- 400g/14oz peeled prawns, chopped
- 2 limes, juice only
- 1 small red onion, finely sliced
- 1 small green chilli, finely sliced
- 1 small shallot, finely chopped
- 5g coriander, chopped
- 1 spring onion, sliced
- 1 tbsp cornflour
- 1 free-range egg
- oil, for frying
- salt and freshly ground black pepper
- 2 large free-range egg yolks (at room temperature)
- 1 small garlic clove, finely chopped or crushed to a paste
- 1 tsp lemon juice
- ¼ tsp fine sea salt
- 150ml/5fl oz extra virgin olive oil
- 10 threads saffron
- For the prawn fritters, mix the prawns with the lime juice, onion, chillies, shallot, coriander and spring onion. Leave in the fridge overnight.
- Just before you’re ready to cook the prawns, add the cornflour and egg to the mixture. Season with salt and pepper.
- For the saffron aioli, put the egg yolks in a mixing bowl with the garlic, lemon juice and salt. Whisk together. Very gradually whisk in the olive oil until you have a glistening sauce with the consistency of soft butter. Stir in the saffron, cover and chill until needed.

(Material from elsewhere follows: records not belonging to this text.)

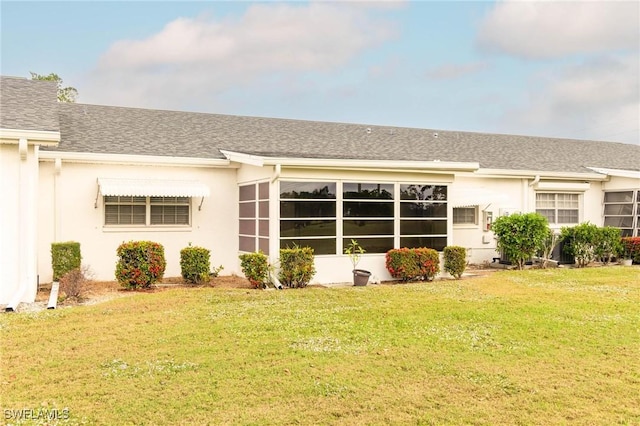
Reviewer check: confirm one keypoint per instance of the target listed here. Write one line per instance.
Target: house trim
(147, 160)
(34, 137)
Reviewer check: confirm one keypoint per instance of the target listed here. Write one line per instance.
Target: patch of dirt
(101, 291)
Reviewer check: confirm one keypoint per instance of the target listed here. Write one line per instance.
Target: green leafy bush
(75, 283)
(140, 264)
(65, 257)
(195, 264)
(296, 266)
(255, 267)
(455, 260)
(408, 264)
(580, 242)
(631, 248)
(608, 243)
(520, 236)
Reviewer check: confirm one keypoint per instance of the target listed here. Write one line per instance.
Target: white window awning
(152, 187)
(471, 197)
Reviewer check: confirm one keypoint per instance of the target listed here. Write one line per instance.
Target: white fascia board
(147, 160)
(239, 157)
(617, 172)
(333, 163)
(33, 137)
(531, 174)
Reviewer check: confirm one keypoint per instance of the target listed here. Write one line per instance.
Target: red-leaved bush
(631, 247)
(140, 264)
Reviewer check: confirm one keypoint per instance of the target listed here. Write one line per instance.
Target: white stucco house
(101, 175)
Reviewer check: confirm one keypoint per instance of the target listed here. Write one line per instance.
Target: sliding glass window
(308, 215)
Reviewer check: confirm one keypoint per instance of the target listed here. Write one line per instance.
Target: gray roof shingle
(28, 104)
(118, 130)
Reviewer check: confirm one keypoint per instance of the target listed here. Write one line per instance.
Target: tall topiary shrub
(408, 264)
(296, 266)
(195, 264)
(520, 236)
(581, 242)
(65, 257)
(255, 266)
(455, 260)
(140, 264)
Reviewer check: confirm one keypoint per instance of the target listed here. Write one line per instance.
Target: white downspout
(277, 169)
(23, 219)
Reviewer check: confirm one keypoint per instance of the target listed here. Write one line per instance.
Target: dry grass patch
(527, 347)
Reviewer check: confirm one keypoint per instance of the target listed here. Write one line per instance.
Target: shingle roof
(117, 130)
(28, 104)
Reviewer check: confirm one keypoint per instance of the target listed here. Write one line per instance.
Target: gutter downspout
(23, 207)
(277, 169)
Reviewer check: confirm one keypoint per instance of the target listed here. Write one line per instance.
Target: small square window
(465, 215)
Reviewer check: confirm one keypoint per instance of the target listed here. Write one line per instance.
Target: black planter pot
(360, 277)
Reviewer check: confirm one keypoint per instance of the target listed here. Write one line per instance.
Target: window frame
(147, 204)
(424, 214)
(556, 209)
(470, 224)
(634, 215)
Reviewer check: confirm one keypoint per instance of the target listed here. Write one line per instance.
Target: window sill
(125, 228)
(465, 226)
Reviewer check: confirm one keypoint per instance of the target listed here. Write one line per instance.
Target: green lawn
(528, 347)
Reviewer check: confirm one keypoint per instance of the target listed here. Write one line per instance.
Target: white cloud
(196, 57)
(549, 29)
(599, 99)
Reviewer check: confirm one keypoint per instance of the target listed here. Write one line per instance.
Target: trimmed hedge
(455, 260)
(140, 264)
(296, 266)
(631, 248)
(255, 267)
(65, 257)
(408, 264)
(195, 264)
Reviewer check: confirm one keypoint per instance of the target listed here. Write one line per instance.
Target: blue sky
(565, 69)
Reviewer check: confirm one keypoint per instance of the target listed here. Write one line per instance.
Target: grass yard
(531, 347)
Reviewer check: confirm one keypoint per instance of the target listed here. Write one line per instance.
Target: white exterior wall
(510, 195)
(18, 180)
(69, 215)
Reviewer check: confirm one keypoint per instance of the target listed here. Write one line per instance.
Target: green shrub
(631, 248)
(608, 243)
(520, 236)
(75, 283)
(455, 260)
(140, 264)
(296, 266)
(255, 267)
(65, 257)
(580, 242)
(547, 246)
(408, 264)
(195, 264)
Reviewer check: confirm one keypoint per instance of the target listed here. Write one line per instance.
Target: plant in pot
(355, 252)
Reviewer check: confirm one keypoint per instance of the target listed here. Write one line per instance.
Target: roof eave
(126, 159)
(33, 137)
(532, 174)
(344, 163)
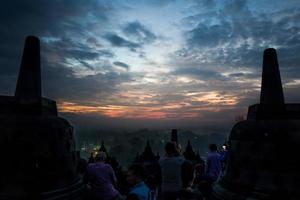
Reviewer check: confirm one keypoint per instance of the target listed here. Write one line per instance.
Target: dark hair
(213, 147)
(170, 148)
(137, 170)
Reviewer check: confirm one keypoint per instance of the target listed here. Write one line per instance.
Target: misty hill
(125, 144)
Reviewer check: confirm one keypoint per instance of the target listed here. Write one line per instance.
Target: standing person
(102, 179)
(171, 179)
(139, 190)
(213, 165)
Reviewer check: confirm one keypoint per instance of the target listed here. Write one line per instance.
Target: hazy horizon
(152, 64)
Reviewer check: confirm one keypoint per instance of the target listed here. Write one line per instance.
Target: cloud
(121, 64)
(139, 32)
(118, 41)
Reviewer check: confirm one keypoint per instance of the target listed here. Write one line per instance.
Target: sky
(155, 62)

- Preheat a deep-fat fryer to 180C. (CAUTION: hot oil can be dangerous. Do not leave unattended.)
- Drop tablespoons of the prawn mixture into the hot oil. You will need to cook them in 4 batches – do not crowd the fryer. Fry them for 2 minutes, or until golden-brown. Drain the cooked fritters on kitchen paper and leave to rest until you have fried the remaining mixture.
- To serve, place the fritters in a large bowl and dip indulgently into the aioli.